Во «Второстепенных людях» много штампов -- пародийное лицо кавказской национальности (Жан Даниэль), костюмированный Наполеон, возглавляющий во время прогулки колонну пациентов сумасшедшего дома. Но Муратова не считает нужным мыслить эстетическими категориями, и поэтому штампы для нее -- это не просто банальность, клише. С точки зрения ее суровой этики, штампы -- это своего рода обезболивающее средство, наш способ привыкнуть к чудовищной действительности. Поэтому ее задача -- довести штамп до крайности, до абсурда. Например, швырнуть нам в лицо кадры собачек, ожидающих смерти на живодерне («Астенический синдроме»). Или показать чудовищную, почти зоофильскую сцену, в которой хозяин целует взасос свою любимую обезьяну, как она это делает во «Второстепенных людях». И тогда-то штамп треснет, и действительность нанесет нам сокрушительный удар, тем более болезненный, что под треснувшей корой расхожих представлений и образов душа оказывается совсем незащищенной, уязвимой, неподготовленной.
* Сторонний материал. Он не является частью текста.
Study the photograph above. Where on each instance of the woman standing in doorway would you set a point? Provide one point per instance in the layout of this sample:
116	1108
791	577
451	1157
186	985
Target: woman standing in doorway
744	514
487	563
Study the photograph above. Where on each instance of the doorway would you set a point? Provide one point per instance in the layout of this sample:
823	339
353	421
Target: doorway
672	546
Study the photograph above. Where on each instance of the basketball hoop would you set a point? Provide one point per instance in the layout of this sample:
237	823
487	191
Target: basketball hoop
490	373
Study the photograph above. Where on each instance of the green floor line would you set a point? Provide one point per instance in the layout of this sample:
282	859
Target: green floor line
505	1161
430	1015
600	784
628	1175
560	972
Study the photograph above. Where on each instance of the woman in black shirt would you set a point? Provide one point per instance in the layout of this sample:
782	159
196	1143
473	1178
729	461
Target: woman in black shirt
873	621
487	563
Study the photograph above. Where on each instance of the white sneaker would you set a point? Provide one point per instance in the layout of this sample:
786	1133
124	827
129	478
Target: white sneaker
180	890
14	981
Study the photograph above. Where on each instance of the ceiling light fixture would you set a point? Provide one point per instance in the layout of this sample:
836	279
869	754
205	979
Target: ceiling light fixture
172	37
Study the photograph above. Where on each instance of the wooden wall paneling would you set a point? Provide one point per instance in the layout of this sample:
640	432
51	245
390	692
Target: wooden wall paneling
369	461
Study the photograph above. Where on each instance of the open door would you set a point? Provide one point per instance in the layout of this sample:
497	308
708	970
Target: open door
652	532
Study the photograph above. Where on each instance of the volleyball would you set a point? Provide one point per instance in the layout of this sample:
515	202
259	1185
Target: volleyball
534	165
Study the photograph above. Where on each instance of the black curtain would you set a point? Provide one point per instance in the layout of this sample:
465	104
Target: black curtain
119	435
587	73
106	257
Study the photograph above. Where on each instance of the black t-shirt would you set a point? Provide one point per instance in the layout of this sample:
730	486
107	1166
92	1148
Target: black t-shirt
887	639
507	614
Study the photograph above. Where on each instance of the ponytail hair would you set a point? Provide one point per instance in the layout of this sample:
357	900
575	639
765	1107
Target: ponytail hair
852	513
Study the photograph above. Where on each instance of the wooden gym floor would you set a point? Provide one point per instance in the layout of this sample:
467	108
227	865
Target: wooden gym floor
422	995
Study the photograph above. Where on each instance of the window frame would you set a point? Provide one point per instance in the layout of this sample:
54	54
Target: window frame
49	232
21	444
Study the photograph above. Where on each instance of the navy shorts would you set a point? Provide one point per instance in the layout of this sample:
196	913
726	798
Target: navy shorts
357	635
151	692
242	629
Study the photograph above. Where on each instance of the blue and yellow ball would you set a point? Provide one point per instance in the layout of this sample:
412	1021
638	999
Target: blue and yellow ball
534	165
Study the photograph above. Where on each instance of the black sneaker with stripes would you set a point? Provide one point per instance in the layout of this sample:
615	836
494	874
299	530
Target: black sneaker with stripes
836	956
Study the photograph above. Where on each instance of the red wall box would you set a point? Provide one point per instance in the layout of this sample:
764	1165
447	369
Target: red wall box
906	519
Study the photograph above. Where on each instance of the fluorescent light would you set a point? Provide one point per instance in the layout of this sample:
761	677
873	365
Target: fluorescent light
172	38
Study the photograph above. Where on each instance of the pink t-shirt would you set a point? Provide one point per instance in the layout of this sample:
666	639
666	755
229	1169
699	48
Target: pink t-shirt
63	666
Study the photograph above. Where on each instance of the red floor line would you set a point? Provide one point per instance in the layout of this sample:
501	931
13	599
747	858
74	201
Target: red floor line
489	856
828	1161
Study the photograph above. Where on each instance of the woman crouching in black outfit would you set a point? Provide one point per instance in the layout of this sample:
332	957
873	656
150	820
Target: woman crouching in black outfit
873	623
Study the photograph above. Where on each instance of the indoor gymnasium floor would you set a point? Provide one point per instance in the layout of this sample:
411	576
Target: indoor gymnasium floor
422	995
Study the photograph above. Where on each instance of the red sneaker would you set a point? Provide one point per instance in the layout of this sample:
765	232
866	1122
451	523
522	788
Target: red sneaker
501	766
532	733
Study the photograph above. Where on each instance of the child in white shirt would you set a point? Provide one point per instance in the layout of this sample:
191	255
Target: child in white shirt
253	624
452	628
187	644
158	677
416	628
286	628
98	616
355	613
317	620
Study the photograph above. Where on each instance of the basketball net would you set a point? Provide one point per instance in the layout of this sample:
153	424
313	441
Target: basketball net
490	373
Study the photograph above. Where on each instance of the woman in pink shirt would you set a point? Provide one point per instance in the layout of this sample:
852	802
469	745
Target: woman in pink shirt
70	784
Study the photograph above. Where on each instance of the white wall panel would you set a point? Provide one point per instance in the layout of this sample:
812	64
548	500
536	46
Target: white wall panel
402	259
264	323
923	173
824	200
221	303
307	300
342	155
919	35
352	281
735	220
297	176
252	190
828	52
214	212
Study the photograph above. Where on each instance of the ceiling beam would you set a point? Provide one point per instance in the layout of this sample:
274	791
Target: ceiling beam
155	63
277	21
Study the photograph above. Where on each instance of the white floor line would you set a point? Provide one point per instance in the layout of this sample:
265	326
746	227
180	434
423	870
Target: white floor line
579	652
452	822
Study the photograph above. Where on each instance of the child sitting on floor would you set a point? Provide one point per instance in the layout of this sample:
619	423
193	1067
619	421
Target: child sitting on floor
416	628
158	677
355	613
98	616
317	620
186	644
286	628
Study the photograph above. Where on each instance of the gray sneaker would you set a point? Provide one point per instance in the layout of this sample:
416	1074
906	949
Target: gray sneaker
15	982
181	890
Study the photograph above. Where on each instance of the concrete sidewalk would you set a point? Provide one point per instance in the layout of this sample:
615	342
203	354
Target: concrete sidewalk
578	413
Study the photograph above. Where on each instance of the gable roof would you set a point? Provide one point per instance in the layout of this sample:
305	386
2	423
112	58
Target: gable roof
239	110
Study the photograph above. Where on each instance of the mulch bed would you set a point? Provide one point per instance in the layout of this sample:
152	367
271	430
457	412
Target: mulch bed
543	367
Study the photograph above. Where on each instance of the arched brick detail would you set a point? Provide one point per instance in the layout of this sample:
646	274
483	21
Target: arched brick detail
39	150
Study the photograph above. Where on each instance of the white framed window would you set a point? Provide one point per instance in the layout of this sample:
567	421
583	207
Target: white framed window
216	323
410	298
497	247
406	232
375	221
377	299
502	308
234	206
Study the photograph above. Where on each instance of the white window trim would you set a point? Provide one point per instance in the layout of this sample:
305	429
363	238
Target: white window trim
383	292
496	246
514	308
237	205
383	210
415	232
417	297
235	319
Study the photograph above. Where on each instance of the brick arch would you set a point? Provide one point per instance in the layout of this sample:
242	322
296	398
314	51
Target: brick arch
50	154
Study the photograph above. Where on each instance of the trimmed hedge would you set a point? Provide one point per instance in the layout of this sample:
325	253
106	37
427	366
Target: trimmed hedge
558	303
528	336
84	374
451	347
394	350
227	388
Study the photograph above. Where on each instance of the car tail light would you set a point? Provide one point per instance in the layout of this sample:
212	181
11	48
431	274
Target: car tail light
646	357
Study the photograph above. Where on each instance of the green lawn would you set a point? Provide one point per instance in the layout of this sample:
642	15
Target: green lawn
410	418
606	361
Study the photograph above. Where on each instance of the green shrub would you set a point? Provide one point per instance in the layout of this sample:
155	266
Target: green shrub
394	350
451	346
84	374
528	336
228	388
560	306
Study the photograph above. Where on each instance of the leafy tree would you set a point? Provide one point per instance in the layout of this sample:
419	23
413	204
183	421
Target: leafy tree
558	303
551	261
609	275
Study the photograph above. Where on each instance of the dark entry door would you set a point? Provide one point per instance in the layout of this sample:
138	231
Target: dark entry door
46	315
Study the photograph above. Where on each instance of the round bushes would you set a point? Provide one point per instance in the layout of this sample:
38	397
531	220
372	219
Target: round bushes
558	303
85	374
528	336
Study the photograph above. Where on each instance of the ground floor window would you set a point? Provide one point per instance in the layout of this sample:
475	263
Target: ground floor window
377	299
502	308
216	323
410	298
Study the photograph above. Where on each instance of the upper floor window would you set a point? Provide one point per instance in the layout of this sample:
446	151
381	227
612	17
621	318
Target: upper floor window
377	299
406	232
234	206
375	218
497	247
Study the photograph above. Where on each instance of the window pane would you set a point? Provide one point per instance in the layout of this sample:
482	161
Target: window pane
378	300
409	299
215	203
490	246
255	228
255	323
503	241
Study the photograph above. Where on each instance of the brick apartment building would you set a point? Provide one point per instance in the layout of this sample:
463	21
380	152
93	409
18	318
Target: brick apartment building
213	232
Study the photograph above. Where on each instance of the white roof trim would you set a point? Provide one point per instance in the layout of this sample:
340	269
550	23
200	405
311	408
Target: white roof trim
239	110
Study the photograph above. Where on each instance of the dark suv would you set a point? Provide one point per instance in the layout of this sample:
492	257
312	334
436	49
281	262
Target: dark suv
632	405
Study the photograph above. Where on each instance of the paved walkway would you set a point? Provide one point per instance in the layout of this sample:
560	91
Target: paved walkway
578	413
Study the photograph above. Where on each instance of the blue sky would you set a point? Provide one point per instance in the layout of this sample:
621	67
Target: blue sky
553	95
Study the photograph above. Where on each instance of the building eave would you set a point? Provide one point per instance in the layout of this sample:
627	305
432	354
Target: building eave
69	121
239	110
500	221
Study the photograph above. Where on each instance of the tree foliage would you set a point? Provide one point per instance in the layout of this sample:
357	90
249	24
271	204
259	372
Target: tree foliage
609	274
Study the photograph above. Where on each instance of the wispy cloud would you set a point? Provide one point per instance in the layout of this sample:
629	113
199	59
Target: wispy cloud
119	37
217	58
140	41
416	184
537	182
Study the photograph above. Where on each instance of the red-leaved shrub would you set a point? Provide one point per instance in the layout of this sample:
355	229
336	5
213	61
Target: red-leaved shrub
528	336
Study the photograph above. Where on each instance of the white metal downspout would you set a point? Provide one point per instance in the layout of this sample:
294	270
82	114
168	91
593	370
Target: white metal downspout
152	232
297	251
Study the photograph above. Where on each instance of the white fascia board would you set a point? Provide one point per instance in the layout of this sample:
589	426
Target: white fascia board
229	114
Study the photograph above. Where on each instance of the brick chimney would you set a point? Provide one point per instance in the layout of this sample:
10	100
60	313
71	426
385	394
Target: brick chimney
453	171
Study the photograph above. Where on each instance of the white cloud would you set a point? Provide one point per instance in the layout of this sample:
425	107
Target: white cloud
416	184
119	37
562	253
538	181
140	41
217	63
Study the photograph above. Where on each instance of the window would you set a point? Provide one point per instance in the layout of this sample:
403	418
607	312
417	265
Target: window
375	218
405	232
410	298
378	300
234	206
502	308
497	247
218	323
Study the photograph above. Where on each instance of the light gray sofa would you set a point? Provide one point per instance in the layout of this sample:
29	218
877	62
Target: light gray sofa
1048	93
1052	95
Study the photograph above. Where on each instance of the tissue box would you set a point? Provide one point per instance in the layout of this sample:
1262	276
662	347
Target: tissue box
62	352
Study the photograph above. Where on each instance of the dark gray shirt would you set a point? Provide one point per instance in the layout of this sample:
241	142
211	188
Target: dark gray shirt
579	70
Одна из основных тем Муратовой - крушение «школьной», поверхностной культуры, призванной спрятать от нас бездну безумия и абсурда. Отсюда и разбросанные по ее фильмам обломки хрестоматийных стихотворений, польки Штрауса, песенки, которые, кажется, не исполняются нигде, кроме как на уроке пения. Отсюда и постоянные повторы реплик, и приподнято-идиотический тон, свойственный персонажам. В сущности, это речь учителя, который объясняет что-то важное умственно отсталому ребенку.
Это уже почти не кино, а жестокий эксперимент над зрителем и над собой, который невозможно оценить как «хороший» или «плохой» фильм. Можно только вызваться добровольцем и пережить в зале кинотеатра весь ужас безнадежности и отчаяния, который окончательно воцарился в кинематографической вселенной Муратовой.